Se profile alors un risque majeur aujourd’hui : celui de la chasse aux « fragiles », aux « vulnérables », dans la lignée de la classique catégorie des « bras cassés », traditionnellement renvoyés aux dispositifs institués de traitement et recyclage des rebuts du monde du travail. Dans nombre d’entreprises et d’administrations, la prévention des « RPS » s’organise essentiellement autour de deux types de dispositifs : de détection et de signalement des « individus à risques », de soutien par le recours à moult coachs, numéros verts ou accompagnement psy.

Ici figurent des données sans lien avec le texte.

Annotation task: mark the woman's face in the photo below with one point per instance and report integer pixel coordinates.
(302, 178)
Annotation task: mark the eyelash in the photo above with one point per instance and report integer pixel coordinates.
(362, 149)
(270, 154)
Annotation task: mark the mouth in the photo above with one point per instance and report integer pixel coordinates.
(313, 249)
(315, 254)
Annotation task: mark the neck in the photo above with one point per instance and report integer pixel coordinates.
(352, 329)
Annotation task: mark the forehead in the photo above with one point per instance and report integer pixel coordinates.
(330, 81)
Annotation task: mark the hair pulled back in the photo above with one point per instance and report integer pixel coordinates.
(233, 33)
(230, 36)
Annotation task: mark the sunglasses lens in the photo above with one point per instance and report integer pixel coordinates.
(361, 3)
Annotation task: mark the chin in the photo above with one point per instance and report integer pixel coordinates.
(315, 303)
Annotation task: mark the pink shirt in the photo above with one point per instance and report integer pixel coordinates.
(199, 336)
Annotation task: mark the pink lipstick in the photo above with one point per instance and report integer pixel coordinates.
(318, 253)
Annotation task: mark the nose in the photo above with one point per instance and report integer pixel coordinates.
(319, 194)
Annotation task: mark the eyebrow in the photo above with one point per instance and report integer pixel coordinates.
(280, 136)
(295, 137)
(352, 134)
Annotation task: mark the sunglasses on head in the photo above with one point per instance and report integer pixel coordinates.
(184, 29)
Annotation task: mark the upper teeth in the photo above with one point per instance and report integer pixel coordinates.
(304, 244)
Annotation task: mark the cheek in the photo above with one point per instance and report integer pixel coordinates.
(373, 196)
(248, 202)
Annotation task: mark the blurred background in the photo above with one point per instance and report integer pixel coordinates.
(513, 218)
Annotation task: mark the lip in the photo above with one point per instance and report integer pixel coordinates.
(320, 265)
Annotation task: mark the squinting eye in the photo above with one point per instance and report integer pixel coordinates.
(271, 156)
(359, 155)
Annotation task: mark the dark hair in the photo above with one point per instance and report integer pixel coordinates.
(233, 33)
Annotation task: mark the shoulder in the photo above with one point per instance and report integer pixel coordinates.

Les premiers installent une sorte de surveillance généralisée : chacun est tenu de surveiller chacun au nom de principes louables, l’aide aux collègues en difficultés, ou d’une menace implicite, celle de la juridiciarisation, versus « non assistance à personne en danger ». Les deuxièmes alimentent et s’alimentent d’une représentation duale du monde du travail qui serait composé de deux types de populations: les sains, robustes, battants, performants… aptes ; les autres, fragiles, vulnérables, déficitaires, … et assistés pour prévenir l’inaptitude et à terme, l’expulsion de l’entreprise. L’évaluation de l’aptitude, qui constitue une des tâches centrales de la médecine du travail peut devenir alors une tâche ventilée, déléguée non seulement à la fonction RH ou à l’encadrement mais à l’ensemble du milieu de travail, aux collègues comme aux organisations syndicales.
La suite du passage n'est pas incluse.